Элиза внезапно почувствовала себя очень высоко и у всех на виду. Она отступила на шаг и взялась за тяжёлую треногу телескопа.
— Простите, — сказала она. — Я поступила глупо. Я знаю это и знаю, как себя вести. Однако я не всегда жила при дворе. Я шла к своему нынешнему положению кружным путём, и жизнь не во всём сделала меня приглядной. Вероятно, мне следует стыдиться.

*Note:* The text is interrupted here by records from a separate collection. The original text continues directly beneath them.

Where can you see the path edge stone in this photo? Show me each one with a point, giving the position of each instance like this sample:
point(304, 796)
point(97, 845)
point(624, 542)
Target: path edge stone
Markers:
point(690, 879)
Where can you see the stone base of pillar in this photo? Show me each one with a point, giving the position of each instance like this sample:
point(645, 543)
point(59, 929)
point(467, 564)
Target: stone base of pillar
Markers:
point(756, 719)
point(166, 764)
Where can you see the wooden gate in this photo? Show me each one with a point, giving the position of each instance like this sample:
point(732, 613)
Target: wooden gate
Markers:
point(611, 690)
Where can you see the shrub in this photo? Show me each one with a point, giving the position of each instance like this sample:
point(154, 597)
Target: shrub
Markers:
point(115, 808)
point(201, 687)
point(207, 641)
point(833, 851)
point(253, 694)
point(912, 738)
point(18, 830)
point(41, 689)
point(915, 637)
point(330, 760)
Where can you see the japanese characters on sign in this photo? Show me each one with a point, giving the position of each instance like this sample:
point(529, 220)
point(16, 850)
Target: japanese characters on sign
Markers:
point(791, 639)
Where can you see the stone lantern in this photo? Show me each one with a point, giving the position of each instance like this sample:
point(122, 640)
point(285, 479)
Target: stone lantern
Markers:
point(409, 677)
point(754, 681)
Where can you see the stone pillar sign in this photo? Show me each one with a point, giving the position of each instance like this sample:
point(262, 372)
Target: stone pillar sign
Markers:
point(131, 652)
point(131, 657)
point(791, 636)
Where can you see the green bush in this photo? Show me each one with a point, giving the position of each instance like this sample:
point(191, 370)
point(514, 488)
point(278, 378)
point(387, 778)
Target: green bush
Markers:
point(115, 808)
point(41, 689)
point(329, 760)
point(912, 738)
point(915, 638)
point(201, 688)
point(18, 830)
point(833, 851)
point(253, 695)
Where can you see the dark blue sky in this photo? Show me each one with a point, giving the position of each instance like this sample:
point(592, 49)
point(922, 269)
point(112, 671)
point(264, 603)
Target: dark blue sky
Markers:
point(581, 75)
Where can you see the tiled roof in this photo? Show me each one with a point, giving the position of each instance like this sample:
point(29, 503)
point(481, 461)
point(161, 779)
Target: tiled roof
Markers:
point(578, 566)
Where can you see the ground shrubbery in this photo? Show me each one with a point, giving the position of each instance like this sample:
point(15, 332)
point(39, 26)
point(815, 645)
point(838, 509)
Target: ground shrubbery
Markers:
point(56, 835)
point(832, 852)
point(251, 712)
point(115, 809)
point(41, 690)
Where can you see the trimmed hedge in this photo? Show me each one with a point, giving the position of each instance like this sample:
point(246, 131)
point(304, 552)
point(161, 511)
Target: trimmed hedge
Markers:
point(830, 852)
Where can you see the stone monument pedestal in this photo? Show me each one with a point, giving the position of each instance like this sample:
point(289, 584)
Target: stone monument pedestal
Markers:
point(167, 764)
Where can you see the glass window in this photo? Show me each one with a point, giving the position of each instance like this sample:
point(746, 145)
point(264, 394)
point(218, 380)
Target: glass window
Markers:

Однако мне больше хочется держать себя вызывающе.
— Я понимаю вас лучше, чем вы думаете, — промолвил Гюйгенс. — Меня с детства готовили в дипломаты, но в тринадцать лет я соорудил себе токарный станок.
— Что, простите?
— Токарный станок. Там, внизу, в этом самом доме. Вообразите ужас родителей. Они учили меня латыни, греческому, французскому и другим языкам. Учили играть на лютне, виоле и клавесине. Из истории и литературы я выучил всё, что было в их силах. В математике и философии меня наставлял сам Декарт. А я сделал себе токарный станок, потом научился шлифовать линзы. Родители боялись, что произвели на свет ремесленника.
— Я очень рада, что для вас всё обернулось так хорошо, — сказала Элиза, — но по тупости не могу взять в толк, как ваша история относится ко мне.
— Не беда, что часы спешат или отстают, если время от времени проверять их по солнцу и подводить. Солнце может выглядывать раз в две недели. Больше и не надо. Достанет нескольких светлых полуденных минут, чтобы заметить ошибку и подправить часы, — при условии, что вы даёте себе труд делать наблюдения. Родители это понимали и потому смирились с моими странными увлечениями. Они верили, что научили меня видеть, когда я сбился, и выправлять моё поведение.
— Теперь я, кажется, поняла. Осталось лишь применить этот принцип ко мне.
— Если я вхожу утром в столовую и вижу, что вы совокупляетесь на столе с иноземным дезертиром, словно какая-нибудь голодранка, я возмущён. Признаю. Однако куда важнее ваше дальнейшее поведение. Если вы держитесь вызывающе, я понимаю, что вы не умеете распознать и поправить свою ошибку. В таком случае вы должны покинуть мой дом, ибо такие люди могут катиться лишь дальше к гибели. Однако если вы обдумываете своё поведение и делаете правильные выводы, то я понимаю, что в конечном счёте у вас всё будет как надо.
— Хороший совет, и я за него признательна, — сказала Элиза. — В принципе. Однако на практике я не знаю, как быть с Бобом.
— Мне кажется, вам кое-что с ним надо утрясти, — предположил Гюйгенс.
— Мне кое-что надо утрясти с миром, — отвечала Элиза.
— Что ж, утрясайте. Можете оставаться у меня. Только впредь, если захотите с кем-нибудь переспать, будьте так добры заниматься этим у себя в спальне.